Sister Lavinia was at the same place where I was and she was treated very badly by the man's own daughter, for she would whip her without cause. Sister Rosa was at the same place and she was three and a half years on mother's return. As I told you, she was six weeks old when mother was sold and that made it three years and three months that mother was gone from her own native home to a part of the country where she did not know any one, not even the great God who had been so good to her all of those years when she was gone; and all of her whole life God was watching over her and giving to the world one child who was to help to educate the down-trodden race which was, through Abraham Lincoln, to be God's leader for the children that were in Egypt in the South, and God with this leader and the race, they came through fire and smoke, and now they can see the light of another day.
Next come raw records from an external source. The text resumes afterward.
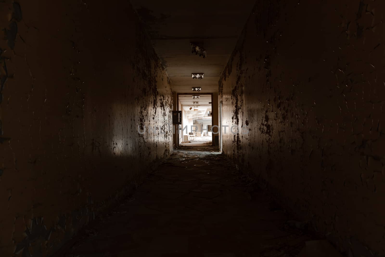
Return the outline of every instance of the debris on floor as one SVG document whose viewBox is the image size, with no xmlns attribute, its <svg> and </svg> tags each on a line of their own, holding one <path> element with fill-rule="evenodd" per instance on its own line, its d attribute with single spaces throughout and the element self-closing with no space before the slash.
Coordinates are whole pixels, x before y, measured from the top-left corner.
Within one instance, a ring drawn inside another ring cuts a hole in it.
<svg viewBox="0 0 385 257">
<path fill-rule="evenodd" d="M 295 257 L 305 242 L 320 247 L 304 227 L 217 148 L 192 148 L 175 151 L 64 256 Z"/>
<path fill-rule="evenodd" d="M 298 257 L 342 257 L 330 243 L 326 240 L 308 241 Z"/>
</svg>

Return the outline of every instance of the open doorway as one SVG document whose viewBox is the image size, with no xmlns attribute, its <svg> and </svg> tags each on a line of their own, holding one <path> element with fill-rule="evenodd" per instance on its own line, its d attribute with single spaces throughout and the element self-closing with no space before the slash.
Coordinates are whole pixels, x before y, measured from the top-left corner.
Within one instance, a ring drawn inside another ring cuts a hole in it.
<svg viewBox="0 0 385 257">
<path fill-rule="evenodd" d="M 179 131 L 179 145 L 183 146 L 212 146 L 212 94 L 178 96 L 178 109 L 182 111 L 181 129 Z"/>
</svg>

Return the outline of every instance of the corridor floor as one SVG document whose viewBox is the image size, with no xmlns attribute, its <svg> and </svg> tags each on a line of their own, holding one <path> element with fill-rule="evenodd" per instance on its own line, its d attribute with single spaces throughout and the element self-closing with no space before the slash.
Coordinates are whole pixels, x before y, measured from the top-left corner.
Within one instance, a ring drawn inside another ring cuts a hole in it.
<svg viewBox="0 0 385 257">
<path fill-rule="evenodd" d="M 310 237 L 213 149 L 174 152 L 64 256 L 297 256 Z"/>
</svg>

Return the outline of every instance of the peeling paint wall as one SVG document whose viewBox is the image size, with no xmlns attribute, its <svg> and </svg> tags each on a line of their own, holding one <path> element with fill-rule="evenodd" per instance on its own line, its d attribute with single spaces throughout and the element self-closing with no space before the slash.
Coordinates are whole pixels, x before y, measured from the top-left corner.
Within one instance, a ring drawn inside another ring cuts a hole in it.
<svg viewBox="0 0 385 257">
<path fill-rule="evenodd" d="M 129 2 L 0 2 L 0 256 L 51 254 L 172 150 L 170 82 Z"/>
<path fill-rule="evenodd" d="M 223 123 L 249 129 L 226 154 L 355 257 L 385 254 L 384 15 L 258 0 L 219 82 Z"/>
</svg>

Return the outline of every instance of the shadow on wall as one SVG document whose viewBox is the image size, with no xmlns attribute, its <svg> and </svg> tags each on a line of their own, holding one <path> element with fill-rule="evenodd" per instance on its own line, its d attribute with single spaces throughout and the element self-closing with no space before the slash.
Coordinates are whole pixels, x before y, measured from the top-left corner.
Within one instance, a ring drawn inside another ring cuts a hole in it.
<svg viewBox="0 0 385 257">
<path fill-rule="evenodd" d="M 0 3 L 0 255 L 45 256 L 170 153 L 137 128 L 170 120 L 171 90 L 128 2 L 18 3 Z"/>
<path fill-rule="evenodd" d="M 384 10 L 258 0 L 219 82 L 224 152 L 350 256 L 385 254 Z"/>
</svg>

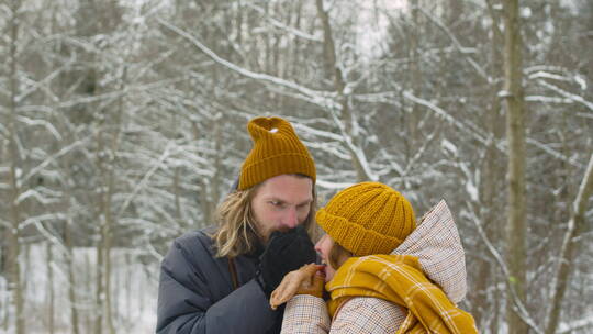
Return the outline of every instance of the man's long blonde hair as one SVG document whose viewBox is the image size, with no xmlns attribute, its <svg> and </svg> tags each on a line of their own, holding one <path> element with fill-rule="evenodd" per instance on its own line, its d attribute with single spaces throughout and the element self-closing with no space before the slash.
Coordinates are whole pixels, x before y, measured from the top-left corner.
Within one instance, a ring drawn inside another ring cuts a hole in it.
<svg viewBox="0 0 593 334">
<path fill-rule="evenodd" d="M 307 177 L 303 175 L 295 176 Z M 216 208 L 214 219 L 219 226 L 211 235 L 216 247 L 216 257 L 236 257 L 242 254 L 249 254 L 260 243 L 256 219 L 251 210 L 251 200 L 261 185 L 230 193 Z M 303 222 L 303 226 L 309 232 L 312 241 L 315 241 L 320 234 L 315 224 L 317 194 L 315 186 L 313 186 L 313 201 L 311 202 L 309 215 Z"/>
</svg>

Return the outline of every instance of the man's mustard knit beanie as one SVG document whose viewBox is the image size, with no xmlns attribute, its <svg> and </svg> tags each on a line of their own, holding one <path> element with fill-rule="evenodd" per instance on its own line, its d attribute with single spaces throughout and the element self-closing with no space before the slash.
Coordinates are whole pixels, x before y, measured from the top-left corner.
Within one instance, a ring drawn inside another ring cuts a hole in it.
<svg viewBox="0 0 593 334">
<path fill-rule="evenodd" d="M 240 168 L 238 190 L 282 174 L 302 174 L 315 183 L 315 163 L 289 122 L 257 118 L 247 124 L 254 147 Z"/>
<path fill-rule="evenodd" d="M 354 256 L 390 254 L 414 229 L 410 202 L 378 182 L 362 182 L 336 193 L 317 211 L 320 226 Z"/>
</svg>

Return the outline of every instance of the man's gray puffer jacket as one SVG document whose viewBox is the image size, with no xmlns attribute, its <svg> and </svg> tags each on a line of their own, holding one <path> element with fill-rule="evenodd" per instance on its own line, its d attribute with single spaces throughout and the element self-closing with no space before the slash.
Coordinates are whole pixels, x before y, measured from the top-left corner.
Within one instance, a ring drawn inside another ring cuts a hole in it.
<svg viewBox="0 0 593 334">
<path fill-rule="evenodd" d="M 283 309 L 272 311 L 254 279 L 257 255 L 235 258 L 233 291 L 228 260 L 214 257 L 212 246 L 204 231 L 174 242 L 160 267 L 156 333 L 279 333 Z"/>
</svg>

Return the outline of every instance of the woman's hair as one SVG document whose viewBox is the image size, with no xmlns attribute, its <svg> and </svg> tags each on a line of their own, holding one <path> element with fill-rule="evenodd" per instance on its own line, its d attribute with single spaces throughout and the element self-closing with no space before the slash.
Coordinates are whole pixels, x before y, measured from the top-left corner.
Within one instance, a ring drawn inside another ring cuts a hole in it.
<svg viewBox="0 0 593 334">
<path fill-rule="evenodd" d="M 294 176 L 307 177 L 299 174 Z M 253 253 L 257 248 L 259 235 L 257 234 L 256 219 L 251 210 L 251 200 L 262 183 L 230 193 L 216 208 L 214 219 L 219 227 L 211 235 L 214 240 L 216 257 L 236 257 L 242 254 Z M 316 204 L 317 196 L 313 187 L 313 201 L 311 202 L 309 215 L 303 222 L 303 226 L 313 241 L 318 235 L 318 227 L 314 223 Z"/>
<path fill-rule="evenodd" d="M 329 249 L 329 255 L 327 259 L 329 260 L 329 266 L 337 270 L 347 259 L 348 257 L 353 257 L 353 253 L 344 247 L 342 247 L 340 244 L 336 243 L 334 241 L 334 245 L 332 245 L 332 248 Z"/>
</svg>

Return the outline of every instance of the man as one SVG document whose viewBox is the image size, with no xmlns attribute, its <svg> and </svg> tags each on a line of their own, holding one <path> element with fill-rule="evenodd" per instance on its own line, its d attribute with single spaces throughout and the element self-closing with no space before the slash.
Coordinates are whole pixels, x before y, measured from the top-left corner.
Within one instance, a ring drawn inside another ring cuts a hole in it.
<svg viewBox="0 0 593 334">
<path fill-rule="evenodd" d="M 283 276 L 315 260 L 315 164 L 292 125 L 257 118 L 254 147 L 216 227 L 177 238 L 161 264 L 158 334 L 279 333 L 269 307 Z"/>
</svg>

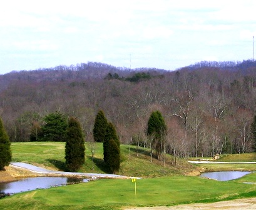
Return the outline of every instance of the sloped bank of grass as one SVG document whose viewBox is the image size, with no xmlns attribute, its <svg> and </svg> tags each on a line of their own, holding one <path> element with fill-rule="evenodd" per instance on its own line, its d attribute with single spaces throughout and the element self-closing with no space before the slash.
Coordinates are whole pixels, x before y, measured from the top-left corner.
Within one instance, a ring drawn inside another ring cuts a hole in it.
<svg viewBox="0 0 256 210">
<path fill-rule="evenodd" d="M 92 170 L 91 148 L 94 146 L 95 154 L 94 170 Z M 109 173 L 103 161 L 102 143 L 93 145 L 86 142 L 85 163 L 79 172 L 94 173 Z M 64 159 L 64 142 L 13 142 L 11 144 L 13 161 L 24 162 L 43 166 L 54 170 L 66 171 Z M 134 146 L 121 145 L 121 168 L 118 174 L 138 177 L 158 177 L 187 174 L 197 171 L 199 167 L 188 163 L 185 160 L 177 160 L 176 166 L 172 164 L 173 157 L 166 155 L 165 164 L 153 158 L 150 160 L 150 150 L 146 148 L 137 148 Z"/>
<path fill-rule="evenodd" d="M 205 158 L 210 159 L 210 158 Z M 196 160 L 196 158 L 191 158 L 190 160 Z M 206 171 L 256 171 L 256 152 L 243 154 L 222 154 L 220 159 L 211 160 L 211 163 L 195 164 L 205 169 Z M 227 163 L 215 163 L 215 162 L 227 162 Z M 252 162 L 254 163 L 247 163 Z"/>
<path fill-rule="evenodd" d="M 101 179 L 16 194 L 0 199 L 1 209 L 121 209 L 256 196 L 256 186 L 175 176 L 136 180 Z"/>
</svg>

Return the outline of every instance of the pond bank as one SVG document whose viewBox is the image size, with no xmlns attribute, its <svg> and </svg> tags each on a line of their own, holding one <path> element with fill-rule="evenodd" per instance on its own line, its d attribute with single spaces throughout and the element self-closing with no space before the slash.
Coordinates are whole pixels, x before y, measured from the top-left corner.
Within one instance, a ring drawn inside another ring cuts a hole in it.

Some of the race say that they are sometimes, in their thoughts, ashamed that they belong to a race that has been in bondage, but I have never felt that way, for I am glad that things have been as they were, for God has moved in a way that is unknown to men and His wonders He has performed, and has planted His footsteps in the South, the West, the East and in the North, and is watching the people and asking them what doors are they opening for the Ethiopian.

Father Abraham is calling to the Ethiopians to know what has been the result of the great emancipation, and can we not send the echo back with a jubilee, that we are marching on in education in double file, and longing to see the day that not one of your sons and daughters of this broad earth but what shall learn to read and write; though it may bless the earth with a tenfold blessing that they will not forget to bless God with a hundred fold.

Three cheers for this great Emancipator.

And while he may sleep yonder, forgotten may be by some, his name has a green spot in my heart and shall ever keep green while on this side I stay.

And there is another one who sleeps yonder whom I shall not forget and that is Father John Brown, whose ashes are as dear to me as the apple of mine eye; and how can I forget him after four years of study at the dear old place where he was taken from and hanged, because he saw the wrath of God upon the nation and came forth to save his people.

Another one who will ever be shining bright in the hearts and minds of the whole negro race, and what shall I say of him who led us to the greatest victory the world has ever known—Ulysses S. Grant, the loved of all nations and the pride of all lands; he whom the world admires, to call the blessed, who mourned for this land to see the end, and God did help him in ways that man knew not, save himself and his God.

And there is another dear one that God will help me to remember with all of the love and gratitude, and it makes me feel sad as I have to speak of her once more and it may be that I shall have to speak of her many times, as she was the one that brought me on to this lovely city, and that is my mother, who has gone to that land of song where there is no more of sickness or sorrow and where God will dry every tear.

There is another I remember and that is Father Charles Sumner, who for years wrote and also fought and spoke, as never man spoke, for the race and the Civil Rights Bill, that it might not die, but it should be a rock for the defence of the race.